Günlerdir uyuyamıyoruz, kabuslar görüyoruz. Bir anda intihar eden faille sempati kurulan mesajlara maruz bırakılıyoruz; “yazıktır”larını okuyoruz. Gün içinde ısrarla dayanışmaya, ısrarla bu süreçle baş etmeye çalışıyoruz. Her gün oluyor bu, her gün en baştan. Her gün ifşa haberleri okuyoruz, ikincil travmalar depreşiyor, yoruluyoruz, baş edemiyoruz kimi zaman. Bunların hiçbiri kolay süreçler değil. Her gün gerçekten hissederek ve gönülden bir şekilde destek mesajları yazıyoruz, “yalnız değilsin” diyoruz, birbirimizden güç bulup “ben de” diyoruz, feminist avukat arayışına giriyoruz, ağlara dahil oluyoruz, faili elini kolunu sallayarak olanca normalliğiyle hayatına devam ederken, gündelik hayatına devam edemeyecek duruma gelen arkadaşlarımız için psikolog arayışına giriyoruz, dayanışma çemberleri oluşturuyoruz. Siz yapabilmeye devam edin diye değil; bu bir gün son bulacak diye çabalıyoruz. İyi ki varız ve iyi ki bu dayanışmamız var. Feministlere “Siz çevrenizde uyduruyorsunuz bunları, burada böyle şeyler yok” dediğinizi duyar gibiyim ama korkun, mücadele yayılıyor. Sizin kapınızı da çalacak. Bugün sadece Hasan Ali Toptaş’ın ifşalanması değil; şiddet gören bir kadının/LGBTİ+’nın şiddet gördüğünü Twitter üzerinden yayması ve oradan yardım çağrısında bulunması da hareketin bir kazanımıdır. O da ifşadır; bu da ifşadır. Sistem işlemiyor da demektir aynı zamanda. Sistem bize “işlemiyor”, bizden yana değil, bizimle değil demektir. Bugün biz sesimizi çıkarabiliyoruz. Bugün biz, kalabalık oluyoruz. İçimiz karmakarışık da olsa, zorlansak da, bu ifşalar daha başlangıç. Biz “olur öyle” diye normalleştirilen tacizin, bir mağduru gözü mosmor bir şekilde “kocandır, yapar” denilerek polis karakolundan eve göndererek meşrulaştırılan şiddetin karşısındayız.
Susmuyoruz, korkmuyoruz.
Hasan Ali Toptaş’ın Milliyet gazetesine verdiği röportajdan alıntılar var yazının devamında. Alıntılar, eril dilin nasıl kurulduğunu, mağdur suçlayıcı dilin nasıl olduğunu ve beyan sahiplerini itibarsızlaştırmaya çalışmanın nasıl yapıldığını gösterebilmek adına araçsallaştırıldıkları için oradalar; Hasan Ali Toptaş’ın kendisine alan açmak için değil. Sessizleştirilmeye, görünmez kılınmaya çalışılan ya da kesilip biçilerek haberleri yapılan beyan sahiplerinin ifadelerinden alıntılar içerir. Aynı zamanda senelerdir feminist ve queer alanda mücadele yürüten araştırmacıların yazdıklarından pasajlar içerir. Çok olduğumuzu göstermek için, “biz bunları çok gördük” demek için, “ısrarla konuşmaya devam edeceğiz” ve “bu daha başlangıç” demek için bu derleme. Şey diyebiliriz… Hasan Ali Toptaş’a anlatır gibi bir çalışma bu. Yazının devamına dair tek emeğim, onların sözlerini bir arada olacak şekilde toplamaktır. Emeklerine, yüreklerine ve cesaretlerine sağlıktır.

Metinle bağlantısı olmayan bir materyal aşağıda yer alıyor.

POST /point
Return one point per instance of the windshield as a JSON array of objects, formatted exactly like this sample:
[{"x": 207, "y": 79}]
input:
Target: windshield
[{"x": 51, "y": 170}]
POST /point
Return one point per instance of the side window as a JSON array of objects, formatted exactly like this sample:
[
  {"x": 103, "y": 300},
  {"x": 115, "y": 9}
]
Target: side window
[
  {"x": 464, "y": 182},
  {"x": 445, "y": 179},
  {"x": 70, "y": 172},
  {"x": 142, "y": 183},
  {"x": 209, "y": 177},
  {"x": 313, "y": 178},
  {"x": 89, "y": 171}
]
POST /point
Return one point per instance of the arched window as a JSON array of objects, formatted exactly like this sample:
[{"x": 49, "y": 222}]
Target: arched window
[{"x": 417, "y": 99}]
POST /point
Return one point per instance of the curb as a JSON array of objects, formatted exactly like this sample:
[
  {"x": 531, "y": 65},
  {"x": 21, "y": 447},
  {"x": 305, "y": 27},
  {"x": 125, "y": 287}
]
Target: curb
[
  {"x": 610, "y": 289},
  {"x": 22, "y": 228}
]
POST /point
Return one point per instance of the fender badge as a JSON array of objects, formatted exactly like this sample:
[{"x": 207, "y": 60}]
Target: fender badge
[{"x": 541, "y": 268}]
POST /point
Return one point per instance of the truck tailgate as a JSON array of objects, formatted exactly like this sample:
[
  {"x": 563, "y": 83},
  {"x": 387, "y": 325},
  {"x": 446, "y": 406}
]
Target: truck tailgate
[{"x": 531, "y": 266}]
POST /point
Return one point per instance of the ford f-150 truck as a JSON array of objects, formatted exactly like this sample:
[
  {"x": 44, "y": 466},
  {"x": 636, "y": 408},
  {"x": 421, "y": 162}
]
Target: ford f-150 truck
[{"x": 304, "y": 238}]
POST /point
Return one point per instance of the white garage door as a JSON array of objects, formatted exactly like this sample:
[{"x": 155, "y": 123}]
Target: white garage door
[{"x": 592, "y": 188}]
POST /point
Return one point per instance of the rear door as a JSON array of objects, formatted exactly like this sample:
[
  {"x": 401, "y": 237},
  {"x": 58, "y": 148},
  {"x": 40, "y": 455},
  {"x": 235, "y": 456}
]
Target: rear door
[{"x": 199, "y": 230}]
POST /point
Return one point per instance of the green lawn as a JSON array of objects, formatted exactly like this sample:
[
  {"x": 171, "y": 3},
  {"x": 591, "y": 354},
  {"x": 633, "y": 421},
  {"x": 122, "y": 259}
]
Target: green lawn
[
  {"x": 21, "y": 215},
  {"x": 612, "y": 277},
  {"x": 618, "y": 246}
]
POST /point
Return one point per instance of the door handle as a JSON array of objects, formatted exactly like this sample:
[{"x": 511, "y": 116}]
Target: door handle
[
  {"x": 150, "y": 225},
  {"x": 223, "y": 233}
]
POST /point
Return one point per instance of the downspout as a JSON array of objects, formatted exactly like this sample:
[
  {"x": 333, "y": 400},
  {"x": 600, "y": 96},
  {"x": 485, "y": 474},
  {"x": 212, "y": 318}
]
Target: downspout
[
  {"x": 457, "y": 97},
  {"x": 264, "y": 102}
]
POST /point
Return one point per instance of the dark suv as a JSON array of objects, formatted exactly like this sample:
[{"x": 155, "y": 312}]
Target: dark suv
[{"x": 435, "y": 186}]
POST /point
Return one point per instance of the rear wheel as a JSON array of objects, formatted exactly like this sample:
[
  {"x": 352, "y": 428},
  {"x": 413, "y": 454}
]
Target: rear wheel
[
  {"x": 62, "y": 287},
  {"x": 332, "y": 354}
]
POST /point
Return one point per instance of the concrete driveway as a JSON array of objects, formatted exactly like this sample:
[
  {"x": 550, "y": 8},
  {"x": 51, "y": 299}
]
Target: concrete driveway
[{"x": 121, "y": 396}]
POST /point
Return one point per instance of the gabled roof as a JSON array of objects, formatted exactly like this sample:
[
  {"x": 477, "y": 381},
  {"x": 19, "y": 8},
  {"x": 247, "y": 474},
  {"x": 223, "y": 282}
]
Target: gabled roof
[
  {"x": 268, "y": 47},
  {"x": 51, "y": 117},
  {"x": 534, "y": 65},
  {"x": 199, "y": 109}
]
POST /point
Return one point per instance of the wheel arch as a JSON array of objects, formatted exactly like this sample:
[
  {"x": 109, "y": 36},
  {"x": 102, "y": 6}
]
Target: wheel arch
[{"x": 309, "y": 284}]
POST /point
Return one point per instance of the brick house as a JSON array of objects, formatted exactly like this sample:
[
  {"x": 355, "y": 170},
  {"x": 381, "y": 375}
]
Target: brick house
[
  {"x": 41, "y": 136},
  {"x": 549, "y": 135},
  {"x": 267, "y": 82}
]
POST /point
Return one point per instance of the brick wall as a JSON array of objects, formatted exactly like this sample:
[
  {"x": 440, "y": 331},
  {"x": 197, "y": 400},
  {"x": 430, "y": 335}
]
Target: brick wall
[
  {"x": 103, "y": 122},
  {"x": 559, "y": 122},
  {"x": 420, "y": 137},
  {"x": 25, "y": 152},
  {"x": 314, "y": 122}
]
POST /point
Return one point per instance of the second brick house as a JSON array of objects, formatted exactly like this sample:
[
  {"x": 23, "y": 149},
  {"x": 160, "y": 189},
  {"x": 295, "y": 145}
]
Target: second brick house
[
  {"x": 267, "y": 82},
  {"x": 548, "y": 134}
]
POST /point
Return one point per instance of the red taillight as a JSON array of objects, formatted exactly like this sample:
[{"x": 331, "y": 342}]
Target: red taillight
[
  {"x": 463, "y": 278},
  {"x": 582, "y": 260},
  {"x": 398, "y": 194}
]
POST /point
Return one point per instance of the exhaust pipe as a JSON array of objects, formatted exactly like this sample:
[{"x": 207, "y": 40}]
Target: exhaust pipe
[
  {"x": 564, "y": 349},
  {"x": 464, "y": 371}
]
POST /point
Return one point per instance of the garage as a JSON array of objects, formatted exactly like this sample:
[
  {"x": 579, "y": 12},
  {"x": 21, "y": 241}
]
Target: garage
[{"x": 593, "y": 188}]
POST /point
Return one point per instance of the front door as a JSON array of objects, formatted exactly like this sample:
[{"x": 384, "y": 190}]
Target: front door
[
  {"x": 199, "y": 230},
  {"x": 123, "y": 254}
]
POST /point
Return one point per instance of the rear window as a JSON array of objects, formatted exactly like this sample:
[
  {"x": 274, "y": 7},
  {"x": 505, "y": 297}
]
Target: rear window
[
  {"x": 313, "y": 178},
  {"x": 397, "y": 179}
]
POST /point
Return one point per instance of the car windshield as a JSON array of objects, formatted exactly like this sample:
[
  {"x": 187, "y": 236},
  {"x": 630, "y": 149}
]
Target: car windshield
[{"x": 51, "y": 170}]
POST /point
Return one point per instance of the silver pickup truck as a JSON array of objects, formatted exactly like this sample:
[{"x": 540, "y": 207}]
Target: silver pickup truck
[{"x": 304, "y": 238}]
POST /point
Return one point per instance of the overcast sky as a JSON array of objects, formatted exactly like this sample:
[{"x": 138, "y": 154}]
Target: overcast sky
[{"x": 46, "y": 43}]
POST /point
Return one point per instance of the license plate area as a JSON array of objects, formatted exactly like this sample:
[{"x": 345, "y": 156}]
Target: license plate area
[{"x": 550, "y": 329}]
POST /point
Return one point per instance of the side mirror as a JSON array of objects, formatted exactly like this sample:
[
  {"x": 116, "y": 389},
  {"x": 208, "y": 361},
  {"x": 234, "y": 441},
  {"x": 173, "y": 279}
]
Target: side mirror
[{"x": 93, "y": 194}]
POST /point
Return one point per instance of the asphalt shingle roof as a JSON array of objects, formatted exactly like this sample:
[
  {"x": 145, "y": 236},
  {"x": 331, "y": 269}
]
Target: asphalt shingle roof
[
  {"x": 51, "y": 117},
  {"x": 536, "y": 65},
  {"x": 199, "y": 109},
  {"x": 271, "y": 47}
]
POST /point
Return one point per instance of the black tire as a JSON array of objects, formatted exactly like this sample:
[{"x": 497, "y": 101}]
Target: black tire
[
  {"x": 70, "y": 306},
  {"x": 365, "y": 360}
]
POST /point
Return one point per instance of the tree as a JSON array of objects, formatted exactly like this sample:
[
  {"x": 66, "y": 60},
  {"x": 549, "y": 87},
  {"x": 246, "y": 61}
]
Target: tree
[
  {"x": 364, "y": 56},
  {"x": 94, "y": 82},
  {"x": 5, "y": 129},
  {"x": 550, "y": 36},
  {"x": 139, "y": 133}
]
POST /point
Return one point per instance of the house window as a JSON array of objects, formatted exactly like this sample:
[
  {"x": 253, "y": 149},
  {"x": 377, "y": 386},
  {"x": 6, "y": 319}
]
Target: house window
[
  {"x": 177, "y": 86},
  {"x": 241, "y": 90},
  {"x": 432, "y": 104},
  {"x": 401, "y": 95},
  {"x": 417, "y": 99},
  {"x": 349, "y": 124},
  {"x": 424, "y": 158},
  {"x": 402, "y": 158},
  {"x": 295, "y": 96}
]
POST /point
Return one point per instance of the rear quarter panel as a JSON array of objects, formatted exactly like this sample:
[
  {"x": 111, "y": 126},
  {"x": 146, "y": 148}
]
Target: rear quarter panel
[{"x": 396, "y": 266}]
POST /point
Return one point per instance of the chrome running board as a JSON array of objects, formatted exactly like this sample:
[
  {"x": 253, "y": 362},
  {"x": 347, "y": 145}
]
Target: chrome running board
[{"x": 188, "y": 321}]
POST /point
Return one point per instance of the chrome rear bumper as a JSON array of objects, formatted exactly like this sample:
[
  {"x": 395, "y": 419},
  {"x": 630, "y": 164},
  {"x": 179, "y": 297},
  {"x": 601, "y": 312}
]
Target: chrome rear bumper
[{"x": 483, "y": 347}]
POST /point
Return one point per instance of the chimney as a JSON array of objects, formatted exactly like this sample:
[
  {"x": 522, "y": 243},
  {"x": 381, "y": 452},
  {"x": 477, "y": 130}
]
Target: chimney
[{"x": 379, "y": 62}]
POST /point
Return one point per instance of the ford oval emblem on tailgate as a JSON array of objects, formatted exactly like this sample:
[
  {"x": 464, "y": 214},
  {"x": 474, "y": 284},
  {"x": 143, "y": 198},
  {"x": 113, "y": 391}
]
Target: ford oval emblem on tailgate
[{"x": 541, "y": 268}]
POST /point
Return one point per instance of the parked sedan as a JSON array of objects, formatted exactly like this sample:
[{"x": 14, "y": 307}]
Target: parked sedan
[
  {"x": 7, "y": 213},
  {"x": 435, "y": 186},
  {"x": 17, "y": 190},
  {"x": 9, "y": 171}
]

(1) Hasan Ali Toptaş: “Kadının beyanı esastır diye bir düstur olamaz, bu düsturun yanlış anlaşıldığını düşünüyorum. Kadın söylüyorsa doğrudur demek aklı, mantığı askıya almak olmaz mı? Bu kural üzerinden düşünürsek, sırf kadın diye, cinsiyetine bakarak, mesela bir psikopatın dediklerine de mi doğrudur diyeceğiz?”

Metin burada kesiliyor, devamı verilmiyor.